Gods and men

LD Brian MacDevitt designed two Off Broadway plays last fall that, oddly, had one thing in common--one of them was about a headline-making scandal, while the other one caused a headline-making scandal. First came Corpus Christi, Terrence McNally's play about the life of a Christ-like young gay man from Texas, as told by a young, all-male cast. The ensuing controversy included demonstrations by religious groups, threats against Manhattan Theatre Club (the producer), and the production's near-cancellation.

All of which was strange, because Corpus Christi, as directed by Joe Mantello, was intended to be a warm, gentle experience, the life of Christ as retold by a group of young gay men. Loy Arcenas' set seemingly stripped bare the Manhattan Theatre Club stage, leaving only a wooden deck where the actors played each scene. Arcenas' concept was matched by MacDevitt's supple lighting design, which unobtrusively worked to create a variety of looks and emotional tones.

The LD says the entire Corpus Christi experience was simple and organic. "I wanted it to look like a show in rehearsal, so we started with a very thin light plot and a bunch of spares. Fortunately, in a space like that, with such a low ceiling and a great crew, you could have a new idea and, the next time the cast took a break, in 10 minutes have a new lamp, new focus, new color.
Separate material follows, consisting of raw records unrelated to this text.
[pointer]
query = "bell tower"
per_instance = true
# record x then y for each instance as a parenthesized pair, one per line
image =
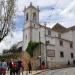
(31, 15)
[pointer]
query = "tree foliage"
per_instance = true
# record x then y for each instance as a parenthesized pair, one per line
(31, 47)
(6, 17)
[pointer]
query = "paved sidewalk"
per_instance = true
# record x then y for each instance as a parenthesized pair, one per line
(27, 73)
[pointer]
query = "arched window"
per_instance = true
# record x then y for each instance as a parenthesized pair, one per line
(34, 16)
(26, 16)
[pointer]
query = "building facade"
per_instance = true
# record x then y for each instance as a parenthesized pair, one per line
(57, 46)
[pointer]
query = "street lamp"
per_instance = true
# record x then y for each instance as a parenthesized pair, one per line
(40, 60)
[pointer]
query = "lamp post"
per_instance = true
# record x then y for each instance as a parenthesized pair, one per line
(40, 60)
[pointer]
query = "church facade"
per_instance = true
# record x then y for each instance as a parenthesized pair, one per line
(58, 43)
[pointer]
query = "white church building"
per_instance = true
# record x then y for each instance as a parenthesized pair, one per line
(58, 46)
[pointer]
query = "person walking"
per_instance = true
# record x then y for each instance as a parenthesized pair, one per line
(3, 67)
(19, 67)
(29, 67)
(12, 66)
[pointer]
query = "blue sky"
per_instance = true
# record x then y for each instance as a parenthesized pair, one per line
(51, 11)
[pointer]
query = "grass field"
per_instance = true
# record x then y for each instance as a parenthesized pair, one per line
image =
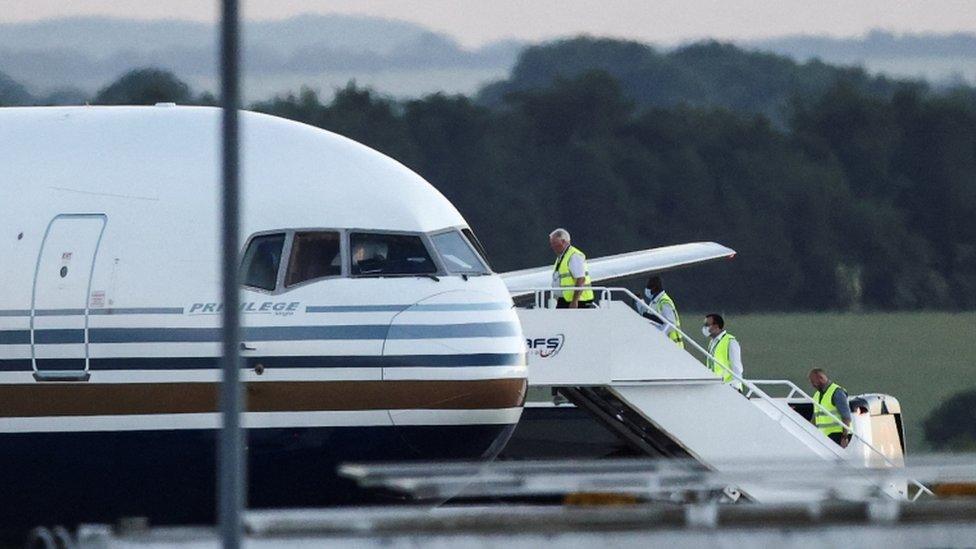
(919, 358)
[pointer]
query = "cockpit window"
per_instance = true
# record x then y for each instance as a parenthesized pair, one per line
(469, 234)
(261, 261)
(458, 255)
(314, 255)
(389, 254)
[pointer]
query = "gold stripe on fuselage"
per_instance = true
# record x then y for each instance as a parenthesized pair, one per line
(72, 399)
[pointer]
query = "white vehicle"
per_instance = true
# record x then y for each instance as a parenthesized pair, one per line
(374, 328)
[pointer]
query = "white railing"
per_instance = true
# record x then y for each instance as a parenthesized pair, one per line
(752, 386)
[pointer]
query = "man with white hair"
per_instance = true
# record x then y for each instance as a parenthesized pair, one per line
(569, 271)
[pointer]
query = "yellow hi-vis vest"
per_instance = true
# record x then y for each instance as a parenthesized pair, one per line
(674, 334)
(721, 354)
(823, 422)
(566, 277)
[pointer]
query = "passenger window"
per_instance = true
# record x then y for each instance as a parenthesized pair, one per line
(389, 254)
(313, 255)
(458, 255)
(469, 234)
(261, 261)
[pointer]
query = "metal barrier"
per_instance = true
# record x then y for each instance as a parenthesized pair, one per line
(606, 294)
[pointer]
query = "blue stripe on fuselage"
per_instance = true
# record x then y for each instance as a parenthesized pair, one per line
(204, 363)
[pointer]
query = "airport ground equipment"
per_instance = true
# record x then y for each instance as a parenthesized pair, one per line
(614, 363)
(842, 524)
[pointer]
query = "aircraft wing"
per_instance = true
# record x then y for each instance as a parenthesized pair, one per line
(614, 267)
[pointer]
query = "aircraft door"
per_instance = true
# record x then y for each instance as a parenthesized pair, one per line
(59, 303)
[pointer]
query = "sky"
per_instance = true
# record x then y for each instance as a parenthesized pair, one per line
(476, 22)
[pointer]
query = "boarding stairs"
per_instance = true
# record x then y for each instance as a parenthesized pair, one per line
(617, 365)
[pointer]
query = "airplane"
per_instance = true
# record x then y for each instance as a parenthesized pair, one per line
(374, 328)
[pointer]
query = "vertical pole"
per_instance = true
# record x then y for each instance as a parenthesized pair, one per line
(231, 459)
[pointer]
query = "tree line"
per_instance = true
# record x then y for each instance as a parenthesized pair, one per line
(839, 191)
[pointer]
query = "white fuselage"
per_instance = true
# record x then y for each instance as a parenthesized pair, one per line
(109, 314)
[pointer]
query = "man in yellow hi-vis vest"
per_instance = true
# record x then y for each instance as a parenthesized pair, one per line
(569, 271)
(663, 307)
(833, 399)
(725, 348)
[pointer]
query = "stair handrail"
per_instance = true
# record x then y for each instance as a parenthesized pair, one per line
(606, 295)
(754, 389)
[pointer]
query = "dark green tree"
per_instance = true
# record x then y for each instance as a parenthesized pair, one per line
(952, 425)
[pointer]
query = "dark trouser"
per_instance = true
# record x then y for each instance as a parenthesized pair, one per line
(563, 304)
The design could evolve."

The key was found objects, "things that were already in the theatre." For a scene set around the campfire, one of the actors pulled out a string of clear bulbs, which stood in for the flames. Also, MacDevitt adds, "When I first walked in the theatre, there was a striplight leaning against the wall. I said, don't touch it; plug it in. We used it as a pulsing neon light outside the hotel for the Nativity scene." There were other simple effects: A blacklight set the stage for a disco sequence. Actors used flashlights to simulate car lights.

Everything in MacDevitt's design seemed at the service of the text. "We had a really controlled use of color. I tried to keep everything in the natural range, and incandescent, as well. Even the exterior scenes, I felt, should feel like they were done in man-made light." Interestingly, he says, in spite of the tumult outside the theatre, the creative process was smooth, even joyful: "Normally, in a show with that many scenes, with 30% of them we'd say, this isn't it, we'll move on and find it some other time. Here, we had the time and the patience to say, okay, keep working on it, until we cracked the scene, before moving on to the next."

Providing a sharp visual contrast was The Ride Down Mt. Morgan, Arthur Miller's sardonic comedy about Lyman Felt, a businessman who, in the aftermath of a car accident, is revealed to be a bigamist. John Arnone's set used grid-like scenic pieces and stainless steel furniture, often floating in a dark void. MacDevitt responded with a number of geometric looks, including squares of light on the stage floor and narrow bands on the walls, which he terms "making a smaller ground plan in the big ground plan of every scene." In contrast to this rather dark, metallic approach, MacDevitt painted the rear cyc of the set with lush color treatments that he calls "abstract emotional color references to the scene at hand." The bands of color on the rear, were, he says, inspired by a book about Mark Rothko that Arnone brought to rehearsals.

MacDevitt also made use of five Vari*Lite(R) VL5(TM) wash luminaires and one VL5B(TM) wash luminaire, the latter placed at dead center above the stage, "because you can get a really nice color correction blue in it, and you can't with the others." He adds, "I'm one of those people who are always screaming for an incandescent moving light, because I hate the color of HMI on skin. Because the [VL5s] are incandescent, I can use them all over the stage, to help people pop out of the picture. The VL5s could be used as roving specials, and also as color washes on the curtains and around the stage."

Other, eerier effects included an MR-11 placed in the lead character's bed, to create a haunted-looking uplight, and a nightmarish Act I finale, dominated by no-color sidelight. The distinctive blend of color, sidelight, and precisely focused effects created a noirish atmosphere well-suited to Miller's dark meditation on the nature of the American appetite. The Ride Down Mt. Morgan was directed by David Esbjornson--like Mantello another longtime MacDevitt collaborator, and again, the LD praises the atmosphere of "ease and fun, a serious playground mode, which is the best way to create."

Lighting equipment for Corpus Christi, which consisted heavily of ETC Source Fours, plus a variety of other units, came largely from Manhattan Theatre Club's house stock, with additions from Production Arts. The show was controlled by an ETC Impression 2. Equipment for The Ride Down Mt. Morgan, which again made extensive use of Source Fours, along with Wybron Coloram scrollers, was provided by Four Star Lighting. The show was controlled by the ETC Obsession: "We had the Obsession ML to program it, but then we used the 600 for the show." Other personnel on Corpus include assistant lighting designer Jeffrey Whitsett and on Mount Morgan, assistant lighting designer John Paul Szczepanski. Both productions closed at the end of last November.